Monday, November 03, 2014

IHR KITZLER WAR SO GROSS WIE EIN KNABENPIMMEL



The blonde beauty boy of Gleisdrieick Park is back!  November 1, 2014 a day that will live in infamy.  I have not seen BBB for over a month, and I’ve missed his showboating barefoot, shirtless, preggers – chiselled frame rehearsing strenuous Breakdance 2  Electric Boogaloo moves in the gymnastics quad of the park.  Way before summer ended I would ride my bicycleta through the Park almost every day hoping to catch a glimpse of him who sometimes acts haughty when he catches you staring, but if you don’t want anyone to look why make a spectacle of yourself especially when you have a body of warmed over death, bullet nips, washboard abs of sixteen pack instead of six and a clitoral belly button that jets out over 2 angry inches.
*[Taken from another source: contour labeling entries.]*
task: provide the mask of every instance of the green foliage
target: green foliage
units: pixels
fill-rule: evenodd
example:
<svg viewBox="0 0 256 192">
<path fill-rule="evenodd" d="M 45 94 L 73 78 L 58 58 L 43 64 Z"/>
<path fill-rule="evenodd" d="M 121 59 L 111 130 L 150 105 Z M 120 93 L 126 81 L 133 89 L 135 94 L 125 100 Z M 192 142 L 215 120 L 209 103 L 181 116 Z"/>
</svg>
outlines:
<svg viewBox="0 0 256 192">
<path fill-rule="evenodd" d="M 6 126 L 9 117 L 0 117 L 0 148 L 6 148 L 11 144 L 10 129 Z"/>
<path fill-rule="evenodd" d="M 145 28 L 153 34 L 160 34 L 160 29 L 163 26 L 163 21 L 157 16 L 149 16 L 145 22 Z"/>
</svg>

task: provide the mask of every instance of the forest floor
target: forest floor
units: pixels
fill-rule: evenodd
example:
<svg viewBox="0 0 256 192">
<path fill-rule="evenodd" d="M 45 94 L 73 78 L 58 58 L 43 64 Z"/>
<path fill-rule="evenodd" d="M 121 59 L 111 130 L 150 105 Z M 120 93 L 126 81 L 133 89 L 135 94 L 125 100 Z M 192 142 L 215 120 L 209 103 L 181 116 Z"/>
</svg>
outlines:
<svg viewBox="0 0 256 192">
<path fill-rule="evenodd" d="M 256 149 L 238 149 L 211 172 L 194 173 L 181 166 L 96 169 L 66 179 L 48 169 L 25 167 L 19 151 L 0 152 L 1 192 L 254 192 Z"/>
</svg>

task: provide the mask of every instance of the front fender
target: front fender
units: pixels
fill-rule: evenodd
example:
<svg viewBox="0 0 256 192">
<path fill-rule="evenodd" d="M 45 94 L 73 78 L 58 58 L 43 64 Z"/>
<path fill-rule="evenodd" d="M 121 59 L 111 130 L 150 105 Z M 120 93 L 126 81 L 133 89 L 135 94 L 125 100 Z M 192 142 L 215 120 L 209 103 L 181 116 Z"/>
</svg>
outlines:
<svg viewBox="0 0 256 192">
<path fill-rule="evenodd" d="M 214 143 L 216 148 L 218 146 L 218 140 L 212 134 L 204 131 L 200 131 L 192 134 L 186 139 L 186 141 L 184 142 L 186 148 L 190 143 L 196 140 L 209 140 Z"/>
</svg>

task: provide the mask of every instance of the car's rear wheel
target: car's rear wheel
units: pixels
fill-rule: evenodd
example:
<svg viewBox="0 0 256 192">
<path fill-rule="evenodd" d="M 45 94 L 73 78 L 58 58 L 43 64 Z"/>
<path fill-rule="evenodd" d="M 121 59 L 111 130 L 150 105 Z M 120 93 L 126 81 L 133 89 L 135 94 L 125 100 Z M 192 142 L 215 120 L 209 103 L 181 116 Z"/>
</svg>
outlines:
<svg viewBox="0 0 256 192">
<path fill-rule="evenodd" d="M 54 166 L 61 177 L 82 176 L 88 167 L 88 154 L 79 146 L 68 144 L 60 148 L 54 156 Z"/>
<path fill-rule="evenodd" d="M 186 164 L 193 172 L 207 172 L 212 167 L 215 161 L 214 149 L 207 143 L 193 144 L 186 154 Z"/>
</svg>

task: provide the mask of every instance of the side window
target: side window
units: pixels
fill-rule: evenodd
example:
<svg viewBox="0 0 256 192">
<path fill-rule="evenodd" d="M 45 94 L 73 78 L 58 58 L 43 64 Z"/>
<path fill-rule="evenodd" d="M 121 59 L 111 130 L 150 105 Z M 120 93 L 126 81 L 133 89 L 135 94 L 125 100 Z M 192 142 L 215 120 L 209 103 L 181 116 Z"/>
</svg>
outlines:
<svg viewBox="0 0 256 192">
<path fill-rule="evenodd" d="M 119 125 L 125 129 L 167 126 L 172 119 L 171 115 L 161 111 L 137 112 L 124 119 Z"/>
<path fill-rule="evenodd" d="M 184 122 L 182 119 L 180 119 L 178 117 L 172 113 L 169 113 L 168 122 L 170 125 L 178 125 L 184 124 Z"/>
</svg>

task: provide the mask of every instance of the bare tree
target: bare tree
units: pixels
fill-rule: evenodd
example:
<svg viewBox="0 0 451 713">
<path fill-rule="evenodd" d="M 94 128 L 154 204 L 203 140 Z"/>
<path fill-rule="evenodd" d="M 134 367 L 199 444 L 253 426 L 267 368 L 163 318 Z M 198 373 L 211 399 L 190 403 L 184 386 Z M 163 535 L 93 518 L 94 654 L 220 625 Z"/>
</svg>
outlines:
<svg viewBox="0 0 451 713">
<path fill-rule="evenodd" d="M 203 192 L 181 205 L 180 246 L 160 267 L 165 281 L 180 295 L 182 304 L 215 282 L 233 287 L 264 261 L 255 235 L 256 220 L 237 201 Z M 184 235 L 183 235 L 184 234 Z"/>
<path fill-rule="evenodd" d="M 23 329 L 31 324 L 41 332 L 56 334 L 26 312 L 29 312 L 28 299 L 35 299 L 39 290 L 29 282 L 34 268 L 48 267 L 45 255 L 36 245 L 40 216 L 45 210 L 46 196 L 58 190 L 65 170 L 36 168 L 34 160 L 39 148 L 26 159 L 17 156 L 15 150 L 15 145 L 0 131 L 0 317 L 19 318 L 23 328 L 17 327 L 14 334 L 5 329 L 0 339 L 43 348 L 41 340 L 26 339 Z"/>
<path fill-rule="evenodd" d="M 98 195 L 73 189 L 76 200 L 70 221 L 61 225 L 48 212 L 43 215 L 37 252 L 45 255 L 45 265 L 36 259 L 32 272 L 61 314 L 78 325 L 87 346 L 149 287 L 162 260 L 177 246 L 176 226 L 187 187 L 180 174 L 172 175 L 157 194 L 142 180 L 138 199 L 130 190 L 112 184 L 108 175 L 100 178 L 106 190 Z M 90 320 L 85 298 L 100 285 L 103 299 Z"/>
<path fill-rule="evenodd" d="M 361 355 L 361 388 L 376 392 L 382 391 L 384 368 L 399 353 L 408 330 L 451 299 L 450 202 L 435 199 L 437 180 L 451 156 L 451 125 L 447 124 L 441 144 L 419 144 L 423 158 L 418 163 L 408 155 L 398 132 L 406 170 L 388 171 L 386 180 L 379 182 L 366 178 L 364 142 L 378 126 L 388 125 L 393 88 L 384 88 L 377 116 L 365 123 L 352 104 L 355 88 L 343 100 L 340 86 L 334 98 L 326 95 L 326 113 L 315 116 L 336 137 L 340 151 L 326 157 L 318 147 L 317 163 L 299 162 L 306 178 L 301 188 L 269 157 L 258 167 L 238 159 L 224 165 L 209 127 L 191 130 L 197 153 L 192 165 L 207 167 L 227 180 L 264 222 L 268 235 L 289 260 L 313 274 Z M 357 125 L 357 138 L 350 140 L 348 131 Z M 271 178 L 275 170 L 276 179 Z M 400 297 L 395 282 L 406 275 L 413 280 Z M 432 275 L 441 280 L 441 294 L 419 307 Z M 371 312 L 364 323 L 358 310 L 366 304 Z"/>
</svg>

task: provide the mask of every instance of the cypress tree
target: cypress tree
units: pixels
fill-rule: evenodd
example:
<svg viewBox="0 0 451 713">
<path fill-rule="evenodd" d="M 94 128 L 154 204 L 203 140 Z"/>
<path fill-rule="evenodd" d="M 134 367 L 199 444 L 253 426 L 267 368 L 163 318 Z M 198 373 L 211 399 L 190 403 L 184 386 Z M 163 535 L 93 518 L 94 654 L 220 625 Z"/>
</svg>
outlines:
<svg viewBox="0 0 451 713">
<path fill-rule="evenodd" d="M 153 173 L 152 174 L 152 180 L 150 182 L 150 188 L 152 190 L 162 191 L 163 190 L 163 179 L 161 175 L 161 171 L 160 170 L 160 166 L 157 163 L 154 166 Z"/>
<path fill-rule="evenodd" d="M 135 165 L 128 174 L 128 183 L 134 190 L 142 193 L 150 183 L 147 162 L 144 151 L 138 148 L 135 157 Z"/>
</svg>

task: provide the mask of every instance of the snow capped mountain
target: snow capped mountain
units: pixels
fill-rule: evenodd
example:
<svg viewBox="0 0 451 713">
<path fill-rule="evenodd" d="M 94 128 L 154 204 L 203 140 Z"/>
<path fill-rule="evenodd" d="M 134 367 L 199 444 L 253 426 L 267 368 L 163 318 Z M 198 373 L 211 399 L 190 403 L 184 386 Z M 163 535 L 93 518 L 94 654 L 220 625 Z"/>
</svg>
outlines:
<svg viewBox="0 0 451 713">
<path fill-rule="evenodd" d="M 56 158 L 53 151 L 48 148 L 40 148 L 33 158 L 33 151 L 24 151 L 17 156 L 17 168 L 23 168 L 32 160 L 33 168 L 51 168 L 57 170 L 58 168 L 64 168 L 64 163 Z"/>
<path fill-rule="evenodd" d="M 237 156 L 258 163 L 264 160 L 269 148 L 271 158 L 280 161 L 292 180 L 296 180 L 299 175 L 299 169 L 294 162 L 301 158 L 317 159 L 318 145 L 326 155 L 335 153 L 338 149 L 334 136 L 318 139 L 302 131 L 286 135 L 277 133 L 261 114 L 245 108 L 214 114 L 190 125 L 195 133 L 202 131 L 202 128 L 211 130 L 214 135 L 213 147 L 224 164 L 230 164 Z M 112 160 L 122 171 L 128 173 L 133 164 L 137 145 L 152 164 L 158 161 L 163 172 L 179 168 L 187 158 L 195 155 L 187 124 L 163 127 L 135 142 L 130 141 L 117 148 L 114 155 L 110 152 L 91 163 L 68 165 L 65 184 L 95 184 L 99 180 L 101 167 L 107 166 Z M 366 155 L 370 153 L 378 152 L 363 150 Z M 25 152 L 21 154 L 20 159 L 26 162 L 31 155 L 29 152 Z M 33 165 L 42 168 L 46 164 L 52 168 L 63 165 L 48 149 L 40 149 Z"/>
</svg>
Hail ye the conquering hero of unseasonably warm weather  that we are having at the moment in Berlina.  My only complaint with Gleisdrieick Park is that it is too family friendly.   I don’t need to see children EVER.  My John Wayne Gacy glare may frighten BBB but his ginger bearded pal is fearless and stays topless even as the sun begins to set at 4:30pm.  Mr. Ginger beard is dimunitive with phat pound cakes, Barney Rubble feet and a Smokey Mountain pectoral cavity, and I can tell with that dumb as a brick grin of his that  he is a goodtime Sally hooker with a heart that’s gelden Christo.